Betsan Powys will take the lead in a new series of Pawb a’i Farn as the programme returns to the screen next week.
The announcement comes as S4C launches a new series of the long-running programme, following Dewi Llwyd’s departure back in November 2019 after 21 years of service.
Pawb a’i Farn is considered to be S4C’s equivalent Welsh language version of Question Time, and covers Welsh language politics and current affairs.
The first episode will be shown on S4C on Wednesday, July 15 at 9pm. Programmes will be scheduled as required throughout the year, and deal with topical and pressing issues.
“It is vital that S4C has current affairs programmes scheduled around the year, and it is important to me that communities of all kinds have the opportunity to be heard and seen on the channel,” Betsan Powys said.
“It’s vital that we get the chance to debate our story.”
The topic in Betsan’s first programme will be Covid-19. A traditional audience will not be able to join the conversation live from the studio due to restrictions caused by the pandemic.
However, up to 12 guests, including politicians and members of the public, will join Betsan at the Tinopolis studio in Llanelli and by means of technology to discuss and question the effects of Covid-19 on our communities.
“It’s going to be difficult and it’s going to be challenging. Although the title of the programme is Pawb a’i Farn – not everyone will be in the studio,” Betsan Powys said.
“But it’s important that we all remember that everyone’s opinion still counts, so the crew is in the process of finding the technical solutions to make sure we can do that in the first programmes.”
This is Betsan’s first job since stepping down from her role as the Editor of BBC Radio Cymru back in 2018.
“When the offer came, it was not difficult for me to agree. I’m looking forward, and I have to say, the programme’s occasional scheduling suits me and the kind of life I live!
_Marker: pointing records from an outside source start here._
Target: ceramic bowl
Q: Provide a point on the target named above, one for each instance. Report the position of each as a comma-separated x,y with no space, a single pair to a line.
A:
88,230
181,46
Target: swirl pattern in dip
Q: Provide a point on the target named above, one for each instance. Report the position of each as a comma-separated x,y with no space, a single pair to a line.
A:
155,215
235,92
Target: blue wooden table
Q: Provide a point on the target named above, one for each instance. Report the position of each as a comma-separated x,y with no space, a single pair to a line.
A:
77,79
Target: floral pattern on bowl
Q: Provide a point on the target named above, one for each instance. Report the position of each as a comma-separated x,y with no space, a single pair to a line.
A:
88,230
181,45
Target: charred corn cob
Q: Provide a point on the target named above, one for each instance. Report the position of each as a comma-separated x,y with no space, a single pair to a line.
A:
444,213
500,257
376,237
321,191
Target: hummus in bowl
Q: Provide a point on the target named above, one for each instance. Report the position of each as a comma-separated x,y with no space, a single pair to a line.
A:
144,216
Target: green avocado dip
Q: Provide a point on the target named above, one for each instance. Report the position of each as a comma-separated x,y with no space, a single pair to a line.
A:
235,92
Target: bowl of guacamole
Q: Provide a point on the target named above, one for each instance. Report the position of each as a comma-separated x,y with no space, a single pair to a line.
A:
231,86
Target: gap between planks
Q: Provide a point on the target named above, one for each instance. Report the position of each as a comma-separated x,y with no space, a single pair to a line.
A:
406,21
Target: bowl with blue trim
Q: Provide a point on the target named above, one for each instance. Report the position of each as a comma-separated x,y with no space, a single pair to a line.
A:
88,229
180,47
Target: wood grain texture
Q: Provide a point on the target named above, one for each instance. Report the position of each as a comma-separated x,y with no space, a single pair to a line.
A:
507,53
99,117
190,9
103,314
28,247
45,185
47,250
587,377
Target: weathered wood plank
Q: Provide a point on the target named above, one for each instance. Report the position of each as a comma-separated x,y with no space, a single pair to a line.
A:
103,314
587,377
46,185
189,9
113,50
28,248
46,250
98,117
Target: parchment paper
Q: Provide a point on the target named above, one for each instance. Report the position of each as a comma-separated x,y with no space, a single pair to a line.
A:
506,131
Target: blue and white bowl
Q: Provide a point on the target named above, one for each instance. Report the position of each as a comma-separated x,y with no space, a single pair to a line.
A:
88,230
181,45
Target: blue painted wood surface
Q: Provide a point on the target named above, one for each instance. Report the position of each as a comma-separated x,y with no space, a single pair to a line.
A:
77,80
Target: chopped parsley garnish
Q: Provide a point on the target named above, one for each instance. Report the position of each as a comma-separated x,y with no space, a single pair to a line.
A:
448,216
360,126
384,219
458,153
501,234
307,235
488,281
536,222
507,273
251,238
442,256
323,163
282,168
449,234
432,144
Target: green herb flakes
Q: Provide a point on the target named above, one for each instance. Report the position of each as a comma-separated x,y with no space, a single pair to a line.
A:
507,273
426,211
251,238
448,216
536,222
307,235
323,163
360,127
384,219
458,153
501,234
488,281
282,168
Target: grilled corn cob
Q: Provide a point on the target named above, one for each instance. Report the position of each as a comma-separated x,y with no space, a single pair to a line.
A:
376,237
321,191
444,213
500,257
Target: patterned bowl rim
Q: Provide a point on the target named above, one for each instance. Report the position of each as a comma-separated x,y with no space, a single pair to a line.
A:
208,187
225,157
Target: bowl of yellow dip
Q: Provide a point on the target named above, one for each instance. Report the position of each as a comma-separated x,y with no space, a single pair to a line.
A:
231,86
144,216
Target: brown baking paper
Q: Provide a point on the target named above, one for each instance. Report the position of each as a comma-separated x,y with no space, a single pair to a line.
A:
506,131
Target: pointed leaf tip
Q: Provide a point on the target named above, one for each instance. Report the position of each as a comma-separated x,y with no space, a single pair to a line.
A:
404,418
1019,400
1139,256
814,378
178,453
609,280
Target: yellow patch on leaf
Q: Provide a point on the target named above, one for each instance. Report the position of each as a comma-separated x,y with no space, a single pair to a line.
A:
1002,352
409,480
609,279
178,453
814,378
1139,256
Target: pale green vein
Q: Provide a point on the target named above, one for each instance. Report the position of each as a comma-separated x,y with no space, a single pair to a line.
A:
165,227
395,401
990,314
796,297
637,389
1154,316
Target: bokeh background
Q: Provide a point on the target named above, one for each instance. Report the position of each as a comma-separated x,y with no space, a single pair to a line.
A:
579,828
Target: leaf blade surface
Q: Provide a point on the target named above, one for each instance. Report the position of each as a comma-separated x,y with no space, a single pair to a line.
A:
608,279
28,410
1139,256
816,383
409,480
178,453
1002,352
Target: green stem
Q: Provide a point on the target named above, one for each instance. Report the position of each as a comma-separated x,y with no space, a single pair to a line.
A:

“The latest chapter in my life has meant a great deal to me, and I will treasure it forever. It has given me a time where I had no responsibility for anyone other than myself and my family. It’s been such a happy period and I appreciate being so lucky to have had a time like this.
“Everything I’ve ever worked towards comes to this point. People and communities need to take this opportunity and make sure that their voices are heard. Instead of pointing a finger, we need to debate our story.
“You want to be somewhere between sharp and lively when presenting Pawb a’i Farn. I hope I’ll be insightful, but also hope that I will give the audience the feeling that they can raise a hand and share their opinion and join in the conversation.
“My job will also be to ask the questions that the audience is looking for the answers to.”